Artifice is the language through which Schoenbrun announces the medium itself. Storyboards bleed into finished shots, painted backdrops are everywhere, and much of the film consists of us watching characters watch the original Camp Miasma, in which the younger Billy is played by Amanda Fix. Kris is the embodiment of the contemporary writer-filmmaker: someone who gets overly excited about split diopters and casually announces that she “feels there’s about to be a jump scare.”
As with Schoenbrun’s earlier work, there is plenty of surrealism, liminality and allegory here, which may not sit well with everyone. But it is difficult not to laugh at the dynamic between Anderson’s secluded, veganism-is-a-phase actress and Einbinder’s early Gen Z/late millennial filmmaker. Their performances complement each other beautifully: Einbinder brings her stand-up timing and social awkwardness, while Anderson adds another variation to a career that has already moved from The X-Files iconography to Hannibal’s psychiatrist and Margaret Thatcher, now arriving at a Southern-accented former scream queen.

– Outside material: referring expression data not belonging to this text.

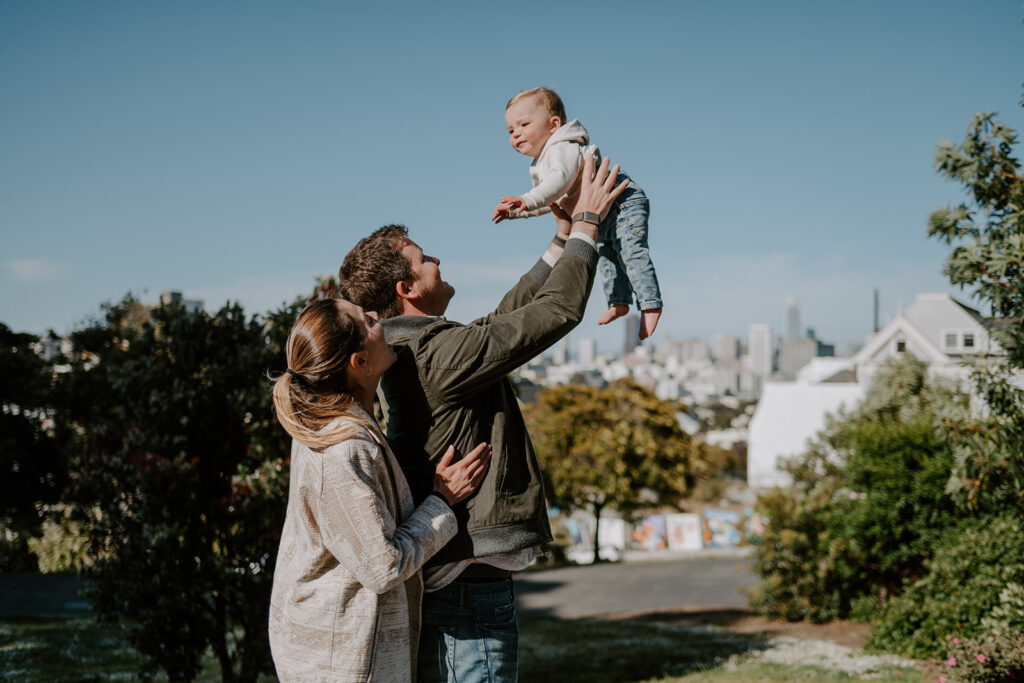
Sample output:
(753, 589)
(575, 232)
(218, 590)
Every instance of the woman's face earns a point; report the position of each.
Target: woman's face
(377, 351)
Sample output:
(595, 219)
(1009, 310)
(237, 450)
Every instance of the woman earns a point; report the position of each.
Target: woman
(345, 604)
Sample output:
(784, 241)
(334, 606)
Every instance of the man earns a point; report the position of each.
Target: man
(450, 385)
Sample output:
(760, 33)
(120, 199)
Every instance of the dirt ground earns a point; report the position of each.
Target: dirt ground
(743, 621)
(848, 634)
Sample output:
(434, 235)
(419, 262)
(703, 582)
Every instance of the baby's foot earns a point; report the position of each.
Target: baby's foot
(615, 310)
(648, 321)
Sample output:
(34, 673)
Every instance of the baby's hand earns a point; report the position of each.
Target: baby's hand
(506, 206)
(501, 213)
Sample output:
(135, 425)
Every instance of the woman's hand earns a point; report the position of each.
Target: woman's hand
(459, 481)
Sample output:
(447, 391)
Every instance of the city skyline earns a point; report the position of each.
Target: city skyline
(237, 154)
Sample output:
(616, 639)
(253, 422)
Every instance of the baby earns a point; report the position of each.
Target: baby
(537, 128)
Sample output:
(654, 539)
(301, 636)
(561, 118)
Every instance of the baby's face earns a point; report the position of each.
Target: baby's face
(529, 126)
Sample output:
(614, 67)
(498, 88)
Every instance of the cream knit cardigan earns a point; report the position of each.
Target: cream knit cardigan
(345, 603)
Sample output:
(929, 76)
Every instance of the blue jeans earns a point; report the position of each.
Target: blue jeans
(469, 634)
(624, 258)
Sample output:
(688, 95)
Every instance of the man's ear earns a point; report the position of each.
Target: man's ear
(404, 289)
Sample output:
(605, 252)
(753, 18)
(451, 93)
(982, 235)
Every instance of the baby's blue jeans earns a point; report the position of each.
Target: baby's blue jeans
(624, 262)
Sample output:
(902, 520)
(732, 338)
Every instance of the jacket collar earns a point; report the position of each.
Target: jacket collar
(400, 327)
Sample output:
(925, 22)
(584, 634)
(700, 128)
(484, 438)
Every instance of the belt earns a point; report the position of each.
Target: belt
(480, 572)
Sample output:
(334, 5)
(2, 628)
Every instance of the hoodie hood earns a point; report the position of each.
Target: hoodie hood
(570, 132)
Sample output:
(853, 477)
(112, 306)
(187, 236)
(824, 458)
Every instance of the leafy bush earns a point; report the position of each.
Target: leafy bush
(14, 554)
(187, 468)
(992, 658)
(867, 506)
(64, 543)
(969, 580)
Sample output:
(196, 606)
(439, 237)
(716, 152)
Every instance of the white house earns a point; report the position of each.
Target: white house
(788, 416)
(935, 328)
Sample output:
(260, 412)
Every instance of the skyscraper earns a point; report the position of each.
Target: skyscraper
(759, 348)
(588, 349)
(632, 338)
(792, 319)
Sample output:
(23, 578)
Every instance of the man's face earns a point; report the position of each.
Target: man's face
(433, 292)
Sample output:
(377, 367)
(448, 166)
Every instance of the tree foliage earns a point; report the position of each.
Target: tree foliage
(617, 446)
(32, 467)
(987, 258)
(867, 505)
(187, 470)
(988, 231)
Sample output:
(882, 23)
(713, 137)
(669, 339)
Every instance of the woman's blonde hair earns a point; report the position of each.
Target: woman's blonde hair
(314, 393)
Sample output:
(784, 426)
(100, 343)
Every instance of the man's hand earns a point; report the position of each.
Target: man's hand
(597, 193)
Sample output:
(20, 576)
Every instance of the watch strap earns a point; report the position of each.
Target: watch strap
(587, 217)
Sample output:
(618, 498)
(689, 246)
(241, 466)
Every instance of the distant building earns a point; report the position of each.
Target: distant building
(725, 349)
(588, 351)
(935, 328)
(788, 416)
(631, 338)
(561, 352)
(759, 346)
(792, 319)
(796, 353)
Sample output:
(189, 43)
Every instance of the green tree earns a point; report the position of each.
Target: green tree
(867, 505)
(32, 466)
(987, 259)
(181, 457)
(619, 446)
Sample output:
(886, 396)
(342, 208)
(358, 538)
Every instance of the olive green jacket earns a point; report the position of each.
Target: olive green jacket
(450, 385)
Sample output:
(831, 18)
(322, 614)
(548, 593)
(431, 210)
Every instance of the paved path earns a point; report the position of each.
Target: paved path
(605, 589)
(41, 595)
(566, 593)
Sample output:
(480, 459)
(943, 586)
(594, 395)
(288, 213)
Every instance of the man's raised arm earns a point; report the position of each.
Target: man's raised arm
(524, 291)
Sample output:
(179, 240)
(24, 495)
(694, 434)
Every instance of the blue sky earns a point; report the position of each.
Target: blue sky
(235, 151)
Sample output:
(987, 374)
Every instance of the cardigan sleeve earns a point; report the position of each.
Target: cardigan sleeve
(357, 526)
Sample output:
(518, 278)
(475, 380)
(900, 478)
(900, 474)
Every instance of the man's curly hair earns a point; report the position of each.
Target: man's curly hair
(370, 272)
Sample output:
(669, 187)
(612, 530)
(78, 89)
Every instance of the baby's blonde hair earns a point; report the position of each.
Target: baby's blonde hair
(548, 98)
(306, 402)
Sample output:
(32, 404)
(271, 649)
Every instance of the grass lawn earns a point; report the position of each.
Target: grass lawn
(38, 649)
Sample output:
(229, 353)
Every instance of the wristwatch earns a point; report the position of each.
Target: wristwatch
(587, 217)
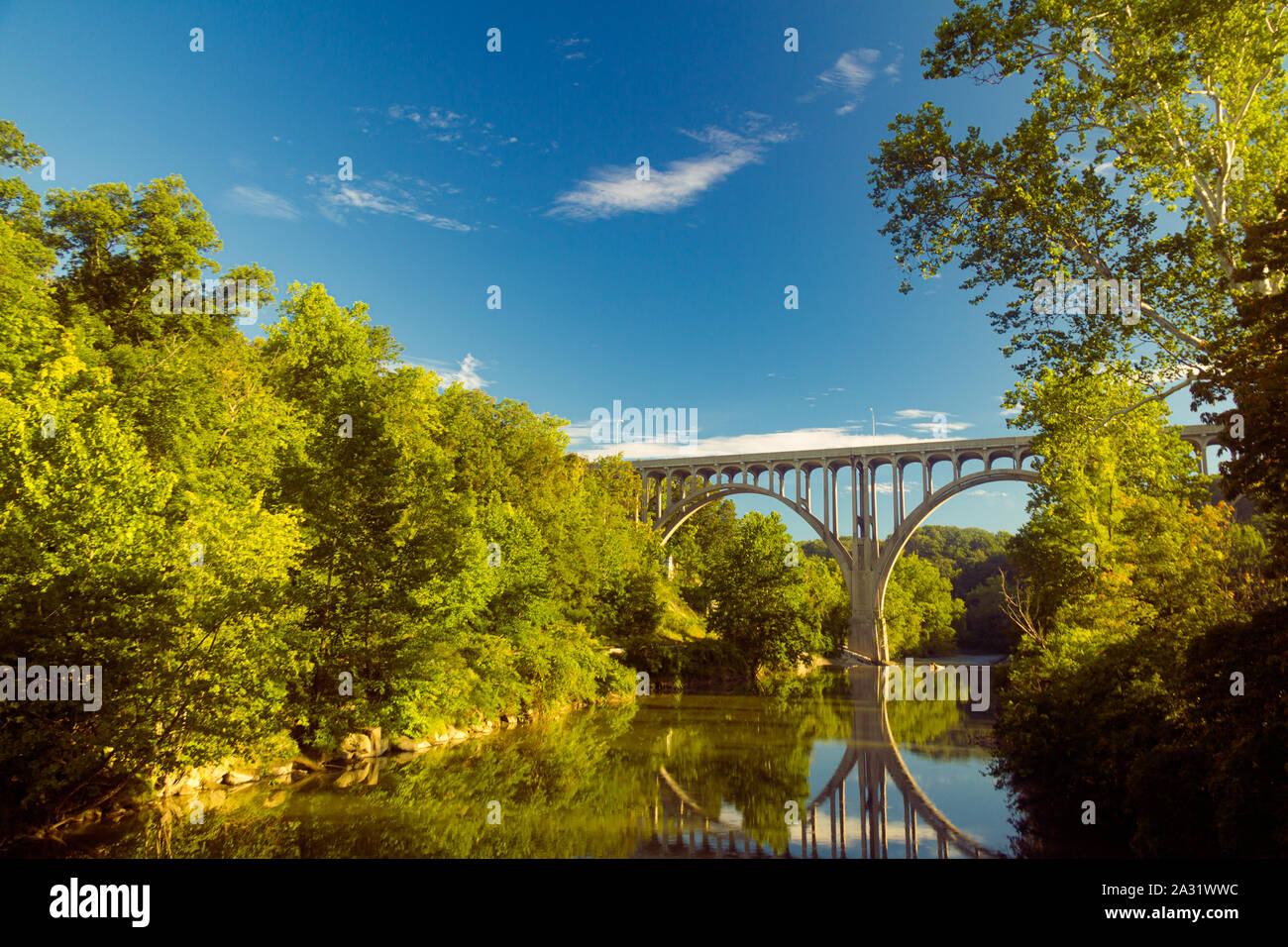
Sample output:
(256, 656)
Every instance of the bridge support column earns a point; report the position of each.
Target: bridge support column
(866, 635)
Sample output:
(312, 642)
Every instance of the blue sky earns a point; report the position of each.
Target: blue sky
(518, 169)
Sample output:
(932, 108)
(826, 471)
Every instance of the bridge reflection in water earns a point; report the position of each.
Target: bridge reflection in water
(677, 826)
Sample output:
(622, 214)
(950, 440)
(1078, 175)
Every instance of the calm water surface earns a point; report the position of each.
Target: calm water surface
(814, 766)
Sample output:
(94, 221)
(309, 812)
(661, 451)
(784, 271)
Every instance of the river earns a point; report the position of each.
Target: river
(816, 766)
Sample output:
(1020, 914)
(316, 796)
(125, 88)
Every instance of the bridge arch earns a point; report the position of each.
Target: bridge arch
(893, 548)
(681, 512)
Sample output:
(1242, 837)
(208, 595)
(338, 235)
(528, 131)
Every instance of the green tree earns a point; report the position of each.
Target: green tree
(1144, 153)
(919, 609)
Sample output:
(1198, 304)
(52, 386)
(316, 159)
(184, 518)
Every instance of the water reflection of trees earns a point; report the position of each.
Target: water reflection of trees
(588, 784)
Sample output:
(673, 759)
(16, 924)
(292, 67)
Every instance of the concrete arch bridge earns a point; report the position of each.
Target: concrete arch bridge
(874, 759)
(674, 488)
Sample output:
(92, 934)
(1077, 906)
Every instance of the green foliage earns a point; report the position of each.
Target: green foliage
(919, 609)
(1133, 110)
(188, 510)
(1103, 680)
(971, 558)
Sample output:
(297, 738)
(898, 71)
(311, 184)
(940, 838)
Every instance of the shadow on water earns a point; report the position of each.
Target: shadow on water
(805, 767)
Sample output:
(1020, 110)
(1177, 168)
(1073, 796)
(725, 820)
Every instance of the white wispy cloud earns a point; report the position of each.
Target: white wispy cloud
(612, 191)
(439, 124)
(850, 76)
(467, 371)
(391, 195)
(571, 48)
(259, 202)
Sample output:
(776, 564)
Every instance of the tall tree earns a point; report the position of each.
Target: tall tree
(1147, 145)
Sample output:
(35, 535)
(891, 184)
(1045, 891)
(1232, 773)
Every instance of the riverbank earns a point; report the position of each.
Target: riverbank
(209, 787)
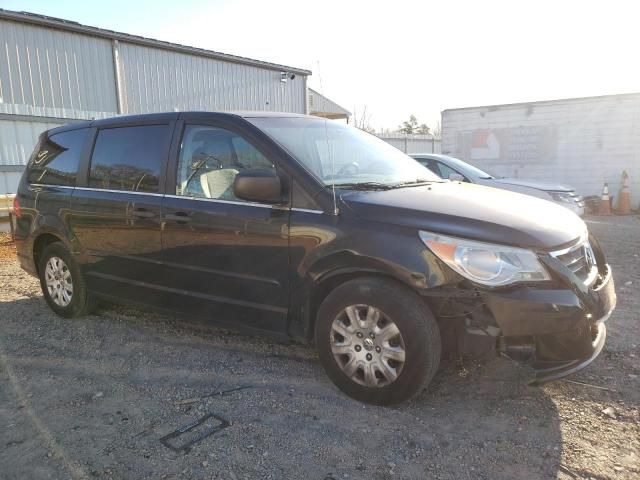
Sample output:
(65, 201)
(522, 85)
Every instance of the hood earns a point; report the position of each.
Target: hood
(471, 211)
(538, 184)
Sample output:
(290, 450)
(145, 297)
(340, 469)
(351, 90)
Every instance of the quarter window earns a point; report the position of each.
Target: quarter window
(210, 159)
(56, 160)
(129, 158)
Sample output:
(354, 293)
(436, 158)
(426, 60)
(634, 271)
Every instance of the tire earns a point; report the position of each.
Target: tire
(80, 302)
(338, 349)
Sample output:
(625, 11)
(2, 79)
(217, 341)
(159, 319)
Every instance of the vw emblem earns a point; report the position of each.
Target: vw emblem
(589, 256)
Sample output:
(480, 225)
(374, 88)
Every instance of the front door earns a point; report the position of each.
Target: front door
(225, 259)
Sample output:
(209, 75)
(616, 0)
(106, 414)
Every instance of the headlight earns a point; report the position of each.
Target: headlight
(486, 263)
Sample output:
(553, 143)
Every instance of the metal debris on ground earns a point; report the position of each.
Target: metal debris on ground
(189, 401)
(185, 437)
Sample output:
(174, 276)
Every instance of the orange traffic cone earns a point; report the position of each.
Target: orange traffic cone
(605, 204)
(624, 197)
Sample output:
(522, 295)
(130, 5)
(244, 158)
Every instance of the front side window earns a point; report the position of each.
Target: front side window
(210, 159)
(57, 158)
(338, 154)
(129, 158)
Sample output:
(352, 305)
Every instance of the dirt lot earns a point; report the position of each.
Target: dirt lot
(92, 398)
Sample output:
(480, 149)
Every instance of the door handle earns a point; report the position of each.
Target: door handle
(178, 217)
(142, 213)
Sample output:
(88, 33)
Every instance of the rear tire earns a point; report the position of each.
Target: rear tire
(63, 285)
(377, 340)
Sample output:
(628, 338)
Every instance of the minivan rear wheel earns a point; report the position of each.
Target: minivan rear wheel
(62, 282)
(377, 340)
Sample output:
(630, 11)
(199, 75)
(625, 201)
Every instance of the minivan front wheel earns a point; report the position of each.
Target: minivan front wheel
(62, 283)
(377, 340)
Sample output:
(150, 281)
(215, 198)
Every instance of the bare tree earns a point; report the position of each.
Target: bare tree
(362, 120)
(411, 126)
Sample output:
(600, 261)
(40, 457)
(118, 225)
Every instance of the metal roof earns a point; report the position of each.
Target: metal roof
(319, 104)
(68, 25)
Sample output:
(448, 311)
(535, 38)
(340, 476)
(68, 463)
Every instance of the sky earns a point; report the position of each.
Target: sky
(402, 57)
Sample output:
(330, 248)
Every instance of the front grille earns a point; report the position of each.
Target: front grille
(580, 260)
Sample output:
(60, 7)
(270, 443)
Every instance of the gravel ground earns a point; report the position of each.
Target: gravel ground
(93, 397)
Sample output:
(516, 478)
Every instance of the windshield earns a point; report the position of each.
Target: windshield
(340, 155)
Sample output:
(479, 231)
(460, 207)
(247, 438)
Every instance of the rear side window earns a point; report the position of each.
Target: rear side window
(56, 160)
(129, 158)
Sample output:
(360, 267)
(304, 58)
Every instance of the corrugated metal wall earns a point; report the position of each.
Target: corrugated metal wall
(51, 73)
(412, 143)
(17, 139)
(582, 142)
(156, 80)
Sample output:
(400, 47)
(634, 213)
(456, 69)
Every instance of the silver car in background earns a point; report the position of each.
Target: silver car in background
(455, 169)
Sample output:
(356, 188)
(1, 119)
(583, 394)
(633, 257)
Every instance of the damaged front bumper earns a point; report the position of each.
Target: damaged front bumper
(559, 330)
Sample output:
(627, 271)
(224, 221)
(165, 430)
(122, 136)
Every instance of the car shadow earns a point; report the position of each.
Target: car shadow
(107, 387)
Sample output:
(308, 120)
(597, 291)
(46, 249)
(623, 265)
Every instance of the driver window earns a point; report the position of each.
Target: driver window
(210, 159)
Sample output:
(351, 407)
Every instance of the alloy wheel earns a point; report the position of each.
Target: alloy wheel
(367, 345)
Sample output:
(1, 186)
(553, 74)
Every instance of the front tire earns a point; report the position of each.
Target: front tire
(377, 340)
(62, 282)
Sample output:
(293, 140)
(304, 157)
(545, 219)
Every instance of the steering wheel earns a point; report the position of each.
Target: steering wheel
(344, 170)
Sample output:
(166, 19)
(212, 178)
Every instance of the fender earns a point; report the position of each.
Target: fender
(321, 262)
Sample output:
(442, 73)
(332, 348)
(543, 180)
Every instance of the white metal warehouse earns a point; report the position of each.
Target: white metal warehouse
(54, 71)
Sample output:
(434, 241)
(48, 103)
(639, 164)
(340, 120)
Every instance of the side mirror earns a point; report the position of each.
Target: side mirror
(258, 186)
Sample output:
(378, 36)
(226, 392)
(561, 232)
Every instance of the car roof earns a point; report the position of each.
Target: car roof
(169, 116)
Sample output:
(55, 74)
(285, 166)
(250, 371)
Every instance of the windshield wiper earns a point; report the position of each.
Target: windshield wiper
(362, 186)
(414, 183)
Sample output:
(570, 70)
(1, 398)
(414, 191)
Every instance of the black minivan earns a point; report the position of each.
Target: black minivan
(312, 230)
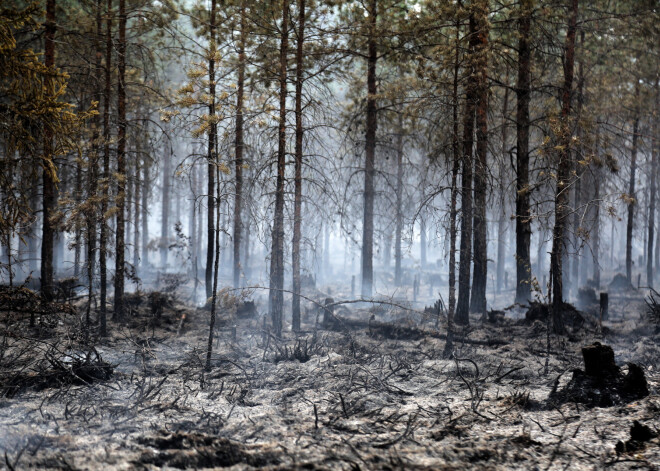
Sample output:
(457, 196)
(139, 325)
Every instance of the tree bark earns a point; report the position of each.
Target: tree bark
(399, 204)
(136, 212)
(501, 220)
(652, 193)
(480, 275)
(121, 165)
(297, 219)
(632, 200)
(463, 305)
(454, 184)
(422, 241)
(49, 172)
(165, 204)
(597, 226)
(523, 222)
(211, 157)
(238, 197)
(144, 260)
(276, 296)
(92, 174)
(370, 153)
(579, 174)
(563, 165)
(103, 237)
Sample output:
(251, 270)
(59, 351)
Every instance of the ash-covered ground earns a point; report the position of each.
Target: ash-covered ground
(361, 396)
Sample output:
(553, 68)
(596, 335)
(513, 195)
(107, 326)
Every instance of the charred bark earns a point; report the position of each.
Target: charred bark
(103, 237)
(121, 165)
(523, 222)
(49, 171)
(370, 151)
(463, 305)
(238, 197)
(632, 200)
(276, 296)
(479, 279)
(563, 165)
(297, 204)
(211, 156)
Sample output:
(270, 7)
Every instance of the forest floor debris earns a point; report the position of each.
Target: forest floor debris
(354, 398)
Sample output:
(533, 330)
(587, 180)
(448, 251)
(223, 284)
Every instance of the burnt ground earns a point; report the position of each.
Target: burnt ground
(349, 399)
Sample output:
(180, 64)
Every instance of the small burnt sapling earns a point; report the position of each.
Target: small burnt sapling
(601, 384)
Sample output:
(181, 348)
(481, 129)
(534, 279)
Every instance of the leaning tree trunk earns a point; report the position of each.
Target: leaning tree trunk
(238, 197)
(120, 235)
(631, 187)
(463, 306)
(297, 208)
(652, 193)
(211, 157)
(523, 220)
(370, 152)
(49, 168)
(276, 295)
(563, 165)
(480, 275)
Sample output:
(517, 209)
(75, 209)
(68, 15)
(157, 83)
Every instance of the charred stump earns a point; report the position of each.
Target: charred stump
(602, 383)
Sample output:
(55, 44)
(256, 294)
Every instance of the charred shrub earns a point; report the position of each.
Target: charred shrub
(302, 350)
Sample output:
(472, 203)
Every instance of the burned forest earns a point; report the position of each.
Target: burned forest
(329, 234)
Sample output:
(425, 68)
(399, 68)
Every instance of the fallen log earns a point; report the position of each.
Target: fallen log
(394, 331)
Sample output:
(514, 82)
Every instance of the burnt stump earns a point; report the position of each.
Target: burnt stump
(601, 383)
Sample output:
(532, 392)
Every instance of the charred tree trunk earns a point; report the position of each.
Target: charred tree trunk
(103, 237)
(478, 299)
(165, 211)
(523, 223)
(399, 204)
(50, 169)
(597, 226)
(563, 165)
(136, 212)
(632, 201)
(297, 219)
(276, 296)
(92, 174)
(579, 173)
(144, 260)
(121, 165)
(211, 157)
(370, 153)
(422, 241)
(463, 305)
(501, 221)
(238, 197)
(454, 185)
(652, 195)
(77, 231)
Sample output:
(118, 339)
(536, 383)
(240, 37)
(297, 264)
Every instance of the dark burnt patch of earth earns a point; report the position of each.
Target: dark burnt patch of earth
(196, 450)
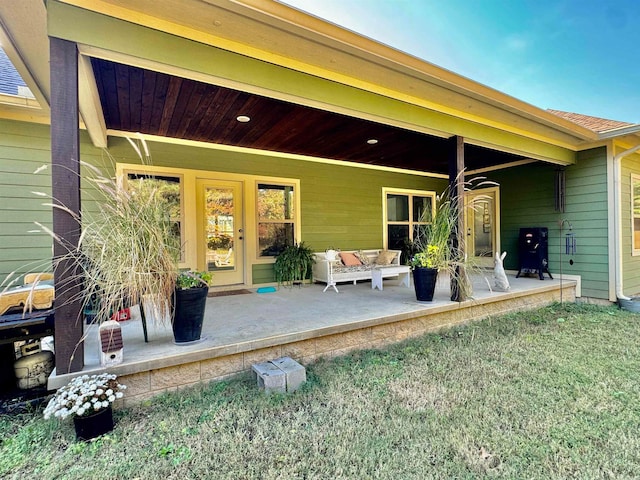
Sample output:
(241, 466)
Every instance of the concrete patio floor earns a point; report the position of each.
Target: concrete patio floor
(251, 327)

As the title promises, there is sex and there is death, though both arrive with a certain evasiveness. Kris is in a polyamorous relationship with a woman who also spends time with a man named Thor, a name he does not quite live up to, while Einbinder and Anderson work their strange chemistry into something deliberately confusing. Death, too, is present but noncommittal, much like our polyamorous protagonist. Sitting in the Debussy theatre in Cannes, where the film premiered, I found myself thinking of a line from The Crown: “We’re being filmed watching television. People might watch us watching television on their own television sets at home.” I occasionally turned my head and saw Schoenbrun and the cast watching a film in which characters watch a film that is more than a film. As surreality takes over, the question becomes whether Kris is making a film about Little Death or is it the other way around.
Teenage Sex and Death at Camp Miasma had its world premier at Cannes Film Festival as the opening film in the Un Certain Regard Section on May 13, 2026.